Defendant cites Bean v. Calderon (9th Cir. 1998) 163 F.3d 1073 to support his argument that joinder violated his right to due process. Bean v. Calderon is a case from the Ninth Circuit Court of Appeals and is not binding on this court. (People v. Uribe (2011) 199 Cal.App.4th 836, 875.) Further, prior to being heard by the Ninth Circuit, the case was first heard by the California Supreme Court in People v. Bean (1988) 46 Cal.3d 919. Unlike the Ninth Circuit, the Supreme Court ruled that joinder did not violate the defendant's right to due process. (Id. at p. 940.) The court found the evidence related to the charged offenses would not have been cross-admissible at separate trials (id. at p. 938), but also found the defendant did not carry the burden of showing a weak case was combined with a strong case or that one of the charged offenses was "particularly inflammatory in comparison to the other" (id. at p. 939). The court held there was substantial evidence suggesting the defendant had committed both crimes and neither was more inflammatory than the other. (Ibid.) The Supreme Court's ruling is binding on this court. (Auto Equity Sales, Inc. v. Superior Court, supra, 57 Cal.2d at p. 455.)
People v. Grant, supra, 113 Cal.App.4th at page 588, does not support defendant's argument. In People v. Grant, the Court of Appeal, Fourth Appellate District, Division Two, ruled that joinder violated a defendant's right to due process because (1) the evidence in support of the charged offenses would not have been cross-admissible in separate trials, (2) the prosecution improperly urged the jury to consider evidence relating to any of the charged offenses when determining the defendant's guilt on a particular charge, (3) the court did not instruct the jury it could not consider evidence related to other charged offenses when determining the defendant's guilt on a particular charged offense, and (4) the case for one of the charged offenses was substantially stronger than the case for the others. (Ibid.)

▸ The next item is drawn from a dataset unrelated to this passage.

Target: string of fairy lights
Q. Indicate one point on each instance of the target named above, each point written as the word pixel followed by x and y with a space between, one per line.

Only one of those factors is met here; as explained ante, none of the evidence related to the robbery and assault cases would have been cross-admissible. The prosecution did not argue that the jury could consider evidence related to the robbery and burglary charges when determining defendant's guilt on the assault charges. The court did issue limiting instructions informing the jury to consider each charge separately and informing the jury when and for what purpose gang evidence could be considered. The gang evidence instruction was issued prior to the direct examination of the witnesses presenting gang evidence and again before jury deliberations. Neither case was substantially stronger than the other.
Joinder did not have a substantial and injurious effect on the jury's verdict, and defendant was not deprived of his right to due process.
Having concluded there was no error, we necessarily conclude there was no cumulative error. (People v. Bolin (1998) 18 Cal.4th 297, 335.)
The judgment is affirmed.
FYBEL, J. WE CONCUR: BEDSWORTH, ACTING P. J. ARONSON, J.